È vero che una nuova generazione di visori sta per arrivare, più leggera e snella, con risoluzioni incredibili e nuove funzioni eccitanti come l’eye tracking, ma per avere una qualità dell’immagine che renda giustizia all’hardware su cui gira, PSVR 2 sarà ancora connessa con un cavo USB C e non potrà operare indipendentemente. Tutti quegli open world da centinaia di ore di gameplay che adoriamo non sono gestibili fisicamente con gli schermi sulla testa e per restare in contatto visivo con gli altri abbiamo fin troppi servizi (liberatemi da Zoom!).

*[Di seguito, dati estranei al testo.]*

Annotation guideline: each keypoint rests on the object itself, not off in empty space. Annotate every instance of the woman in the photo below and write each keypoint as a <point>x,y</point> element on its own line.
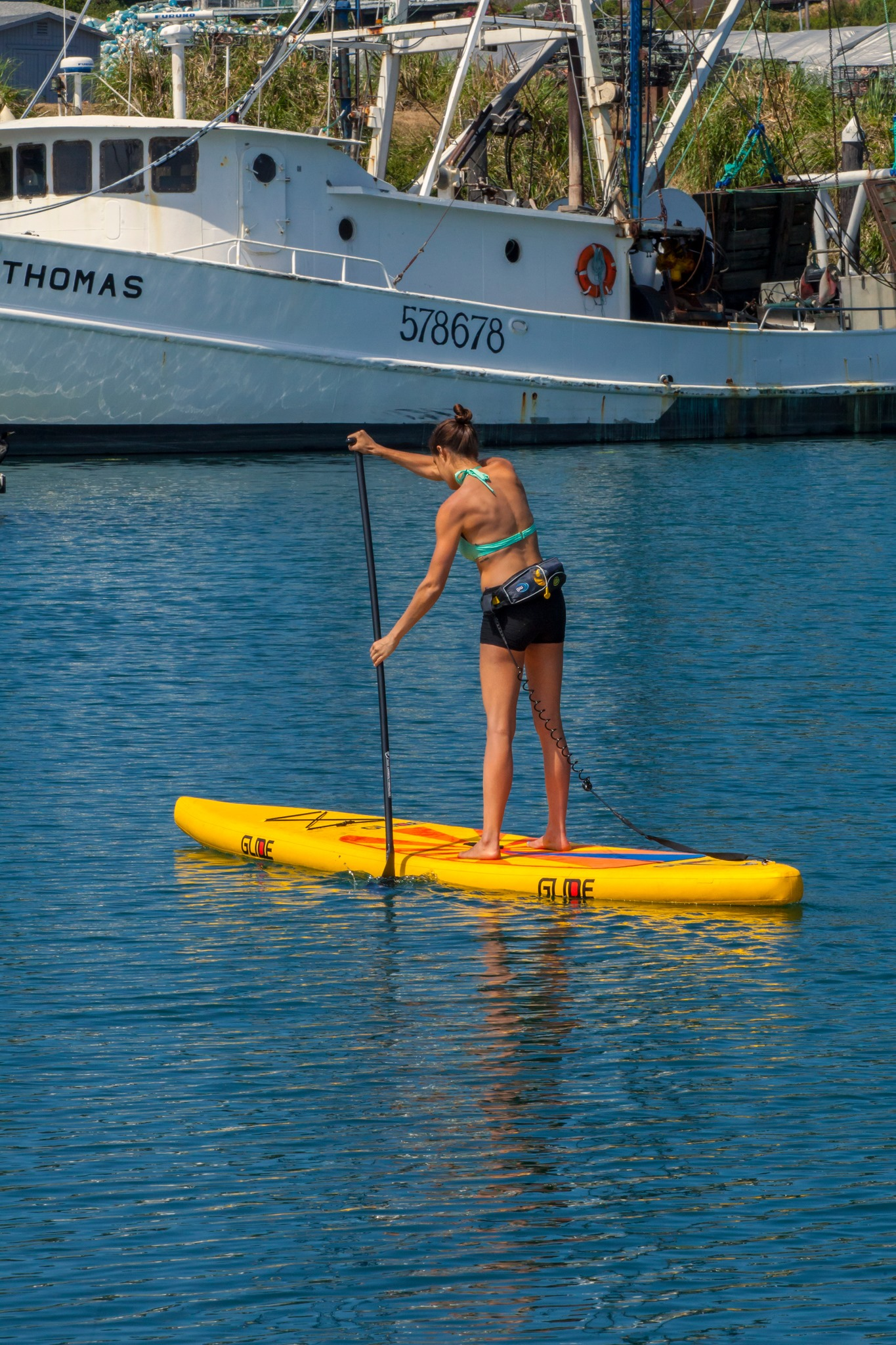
<point>488,516</point>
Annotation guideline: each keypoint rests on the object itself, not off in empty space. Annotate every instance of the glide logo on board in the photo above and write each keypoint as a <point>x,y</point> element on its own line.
<point>571,889</point>
<point>74,278</point>
<point>257,847</point>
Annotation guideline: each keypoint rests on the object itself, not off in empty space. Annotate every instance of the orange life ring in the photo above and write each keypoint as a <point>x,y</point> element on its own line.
<point>595,271</point>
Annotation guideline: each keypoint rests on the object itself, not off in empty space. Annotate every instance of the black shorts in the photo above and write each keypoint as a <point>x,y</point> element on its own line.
<point>540,621</point>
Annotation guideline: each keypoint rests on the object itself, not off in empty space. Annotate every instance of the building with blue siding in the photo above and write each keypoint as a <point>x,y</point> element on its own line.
<point>32,37</point>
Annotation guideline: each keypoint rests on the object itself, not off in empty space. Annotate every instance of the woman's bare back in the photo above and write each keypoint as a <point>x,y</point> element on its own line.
<point>488,517</point>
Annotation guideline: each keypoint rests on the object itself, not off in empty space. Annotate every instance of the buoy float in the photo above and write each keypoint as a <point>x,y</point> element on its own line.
<point>595,271</point>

Dopo dieci anni di sviluppi, senza il contributo dei pesi massimi del videogioco, quindi senza veri titoli AAA, abbiamo capito che non ci sarà un Big Bang ma il processo di affermazione della VR sarà graduale, un piccolo passo per volta, fra una nuova licenza musicale per Beat Saber e il capitolo 2 di un gioco che ha permesso al suo creatore di finanziare il seguito.

Perché quello che pochi ammettono è che questo mercato è ancora troppo piccolo e frammentato per tutti quelli che vogliono produrre contenuti. Sviluppare un videogioco costa. Costa molto più che girare un video a 360°. Il prezzo medio di vendita di queste esperienze e la base installata (frenato l’entusiasmo iniziale del pioniere) sono soddisfacenti solo per chi si trova in mano un improvviso blockbuster. Pochi publisher, quindi, finanziano oggi progetti in VR e lo fanno solo a colpo sicuro. Anche Reality Labs, la divisione che si occupa di AR e VR in Meta, è fortemente in perdita nonostante gli incrementi nelle vendite.

Il problema è che forse questa tecnologia non ha ancora un’identità ben definita: esperienza stand alone senza cavi (e senza pretese) o accessorio di lusso per giochi AAA? Da una parte Meta, finché il prezzo delle azioni tiene, e dall’altra Sony, che con la sua formula rischia una nuova PS Vita (ricordiamo che in passato, l’idea di una console portatile per giochi AAA ha dovuto cedere il passo alle curiose stramberie del 3DS Nintendo).

Due approcci completamente diversi che però beneficerebbero entrambi di un nuovo modello di business, auspicabilmente simile a quello di piattaforme in abbonamento come Netflix e Xbox Game Pass, data la durata e la tipologia delle esperienze offerte. Certo si tratta di un modello di business il cui costo ricadrebbe quasi interamente sui detentori della tecnologia ma sarebbe un incentivo anche per avvicinare i pionieri di questa nuova frontiera dell’intrattenimento. Perché, gira e rigira, è sempre la stessa storia: non è tanto il contenitore quanto il contenuto che determina il successo di una piattaforma.

Più idee, meno seguiti!

Ecco, l’ho detto. Ora posso tornare a giocare a Elden Ring.